Advantages and disadvantages
- No dumping syndrome.
- No nutritional deficiencies/malabsorption.
- Needs strict patient compliance to diet.
- High fibre foods and foods with a more dense, natural consistency can become very difficult to eat, while highly refined foods cause little discomfort. Most people who regain any weight lost after surgery do so because of choosing "healthier" foods that are harder to digest, while "junk" foods pass easily.
- VBG is in no way a magic bullet or pill. It must be emphasized that lifestyle changes, e.g., diet and exercise, are absolutely imperative for weight loss to occur and be maintained. Realistic expectations are imperative.
- Reversal of a VBG requires a much more complex and intensive surgical process than getting the VBG. When removal of a polyurethane band is involved (polyurethane was predominantly used in the 1980s and 90s), it likely has built substantial scar tissue that must also be removed, depending on how long ago the VBG took place.
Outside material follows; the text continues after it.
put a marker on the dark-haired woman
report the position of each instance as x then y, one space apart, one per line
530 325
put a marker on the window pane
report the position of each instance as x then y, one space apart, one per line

Removal of the staples involves stitching the previously separated parts of the stomach back together. For these reasons, a reversal should only be considered if there are serious medical complications.
- Vomiting and severe discomfort if food is not properly chewed or if food is eaten too quickly.
- Not adjustable (as with the adjustable gastric band, aka "lap band")).
- Duodenal switch surgery
- Vertical sleeve gastrectomy
- Roux-en-Y gastric bypass
- Selective vagotomy (snipping the vagus nerve, effectively stopping hunger sensations).
- Mini gastric bypass
Although restrictive operations lead to weight loss in almost all patients, they are less successful than malabsorptive operations in achieving substantial, long-term weight loss. About 30% of those who undergo VBG achieve normal weight, and about 80% achieve some degree of weight loss. Most studies have suggested that 10 years after surgery, only 10% of patients maintain a minimum weight loss of at least 50% of their total excess weight at the time of their initial surgery. Some patients regain weight. Others are unable to adjust their eating habits and fail to lose the desired weight. Successful results depend on the patient’s willingness to adopt a long-term plan of healthy eating and regular physical activity. According to an episode of Oprah Winfrey that aired on October 24, 2006, 30% of people who undergo weight loss surgery such as VBG or gastric bypass suffer from addiction transference, which is transferring the previous addiction to food with a new addiction to alcoholism. The show stressed the importance of examining the root causes of addiction in order to avoid the phenomenon.
Vertical banded gastroplasty was developed in 1980 by Dr. Edward E. Mason at the University of Iowa. Dr. Mason also developed the original gastric bypass for weight reduction in 1966 and is known for his pioneering work as the "father of obesity surgery".